Chapter 18, Problem 18.72P

Interpretation Introduction

Interpretation:

$K_a$ of $\text{HX}$ has to be calculated when the solution of has $\text{pH 3}\text{.54}$.

Concept Introduction:

An equilibrium constant $\left(K\right)$ is the ratio of concentration of products and reactants raised to appropriate stoichiometric coefficient at equlibrium.

For the general acid HA,

  $\text{HA}\left(\text{aq}\right)+{\text{H}}_{\text{2}}\text{O}\left(\text{l}\right)\rightleftharpoons {\text{H}}_{\text{3}}{\text{O}}^{+}\left(\text{aq}\right)+{\text{A}}^{-}\left(\text{aq}\right)$

The relative strength of an acid and base in water can be also expressed quantitatively with an equilibrium constant as follows:

$K_a=\frac{\left[{\text{H}}_{\text{3}}{\text{O}}^{+}\right]\left[{\text{A}}^{-}\right]}{\left[\text{HA}\right]}$                                                                                                 $\left(1\right)$

An equilibrium constant $\left(K\right)$ with subscript $a$ indicate that it is an equilibrium constant of an acid in water.

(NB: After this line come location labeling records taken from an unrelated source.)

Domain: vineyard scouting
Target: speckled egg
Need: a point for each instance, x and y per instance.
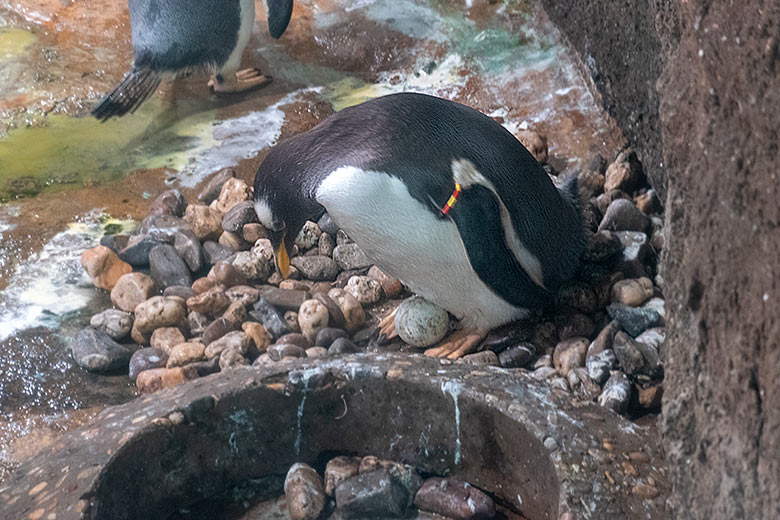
(420, 323)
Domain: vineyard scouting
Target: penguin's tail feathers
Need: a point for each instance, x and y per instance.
(128, 95)
(569, 189)
(576, 197)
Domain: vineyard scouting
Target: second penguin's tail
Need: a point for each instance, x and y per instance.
(127, 96)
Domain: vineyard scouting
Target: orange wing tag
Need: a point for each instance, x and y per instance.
(453, 199)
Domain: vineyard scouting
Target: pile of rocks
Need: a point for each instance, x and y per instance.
(195, 291)
(368, 487)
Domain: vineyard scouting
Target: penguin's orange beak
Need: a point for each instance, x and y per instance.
(282, 260)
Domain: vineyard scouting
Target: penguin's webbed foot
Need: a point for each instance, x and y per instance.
(242, 81)
(387, 326)
(457, 344)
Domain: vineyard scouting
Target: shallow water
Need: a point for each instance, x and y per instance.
(66, 176)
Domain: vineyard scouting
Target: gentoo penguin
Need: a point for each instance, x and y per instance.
(436, 194)
(173, 37)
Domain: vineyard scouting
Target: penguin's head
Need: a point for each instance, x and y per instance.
(279, 14)
(283, 206)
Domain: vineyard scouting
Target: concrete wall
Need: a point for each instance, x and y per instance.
(694, 84)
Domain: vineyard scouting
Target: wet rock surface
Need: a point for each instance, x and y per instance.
(614, 447)
(357, 314)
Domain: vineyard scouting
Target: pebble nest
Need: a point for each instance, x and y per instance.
(195, 292)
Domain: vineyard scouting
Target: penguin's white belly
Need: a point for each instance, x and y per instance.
(409, 242)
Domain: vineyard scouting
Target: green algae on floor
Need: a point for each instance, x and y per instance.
(14, 42)
(82, 151)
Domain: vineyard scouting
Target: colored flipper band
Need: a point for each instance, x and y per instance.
(453, 199)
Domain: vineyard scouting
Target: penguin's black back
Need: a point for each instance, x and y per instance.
(175, 35)
(416, 137)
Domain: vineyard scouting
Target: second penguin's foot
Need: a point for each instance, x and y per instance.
(457, 344)
(242, 81)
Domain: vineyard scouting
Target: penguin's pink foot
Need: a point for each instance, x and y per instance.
(457, 344)
(242, 81)
(387, 326)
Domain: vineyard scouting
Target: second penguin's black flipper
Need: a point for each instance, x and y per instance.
(279, 14)
(477, 215)
(128, 95)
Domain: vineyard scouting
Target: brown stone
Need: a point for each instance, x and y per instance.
(253, 232)
(233, 241)
(186, 353)
(157, 312)
(454, 498)
(211, 303)
(604, 340)
(354, 315)
(624, 174)
(205, 222)
(633, 292)
(104, 266)
(312, 317)
(165, 338)
(534, 142)
(155, 379)
(338, 470)
(169, 202)
(366, 290)
(650, 398)
(570, 354)
(245, 294)
(132, 289)
(236, 340)
(233, 191)
(235, 313)
(304, 492)
(391, 286)
(204, 284)
(259, 335)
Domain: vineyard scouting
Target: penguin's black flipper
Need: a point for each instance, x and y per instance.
(279, 14)
(478, 217)
(127, 96)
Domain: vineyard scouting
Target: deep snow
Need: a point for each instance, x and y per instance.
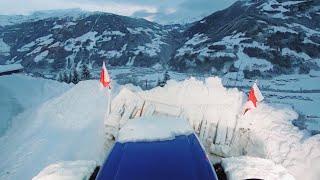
(67, 127)
(66, 123)
(215, 113)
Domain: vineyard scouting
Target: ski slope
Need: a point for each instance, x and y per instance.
(215, 113)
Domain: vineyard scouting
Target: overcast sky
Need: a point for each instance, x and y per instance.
(161, 11)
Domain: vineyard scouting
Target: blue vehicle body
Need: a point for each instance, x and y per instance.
(181, 158)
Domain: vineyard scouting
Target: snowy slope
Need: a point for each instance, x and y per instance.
(64, 128)
(215, 113)
(255, 38)
(19, 93)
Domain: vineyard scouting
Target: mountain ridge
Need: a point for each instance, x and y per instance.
(258, 38)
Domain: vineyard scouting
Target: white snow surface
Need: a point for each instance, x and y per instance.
(154, 128)
(246, 167)
(10, 67)
(66, 127)
(67, 170)
(215, 114)
(4, 48)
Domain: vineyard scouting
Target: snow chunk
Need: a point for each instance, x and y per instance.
(246, 167)
(155, 128)
(10, 67)
(51, 132)
(67, 170)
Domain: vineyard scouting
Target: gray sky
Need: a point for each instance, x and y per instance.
(162, 11)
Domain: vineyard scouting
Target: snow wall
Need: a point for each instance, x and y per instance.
(215, 113)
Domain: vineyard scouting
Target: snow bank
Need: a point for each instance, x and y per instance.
(215, 114)
(10, 67)
(154, 128)
(68, 170)
(245, 167)
(19, 93)
(65, 128)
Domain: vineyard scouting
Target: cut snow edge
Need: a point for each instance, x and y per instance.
(154, 128)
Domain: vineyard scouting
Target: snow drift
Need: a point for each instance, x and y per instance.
(19, 93)
(214, 112)
(67, 170)
(68, 127)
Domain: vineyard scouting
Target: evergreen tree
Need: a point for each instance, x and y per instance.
(85, 72)
(70, 77)
(75, 76)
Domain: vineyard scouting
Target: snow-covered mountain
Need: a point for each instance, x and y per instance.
(52, 41)
(257, 37)
(254, 37)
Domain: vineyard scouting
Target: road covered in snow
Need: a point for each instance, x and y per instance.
(65, 124)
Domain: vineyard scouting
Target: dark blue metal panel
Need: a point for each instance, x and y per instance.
(180, 158)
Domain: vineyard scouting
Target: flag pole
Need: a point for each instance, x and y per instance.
(109, 102)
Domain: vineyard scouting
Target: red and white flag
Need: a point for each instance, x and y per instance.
(104, 77)
(254, 97)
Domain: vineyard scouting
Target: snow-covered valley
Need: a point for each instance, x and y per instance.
(62, 123)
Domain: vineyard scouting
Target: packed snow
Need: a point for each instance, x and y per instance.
(4, 48)
(215, 113)
(245, 167)
(67, 170)
(67, 125)
(154, 128)
(10, 67)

The formula is given below for calculating concentration of ${\text{H}}_{\text{3}}{\text{O}}^{\text{+}}$,

${\text{[H}}_{\text{3}}{\text{O}}^{\text{+}}{\text{] = 10}}^{\text{-pH}}$

The molarity can be calculated by using following formula,

$\text{Molarity}\text{= }\frac{\text{Moles}\text{of}\text{solute}}{\text{Volume}\text{of}\text{the}\text{solution}}$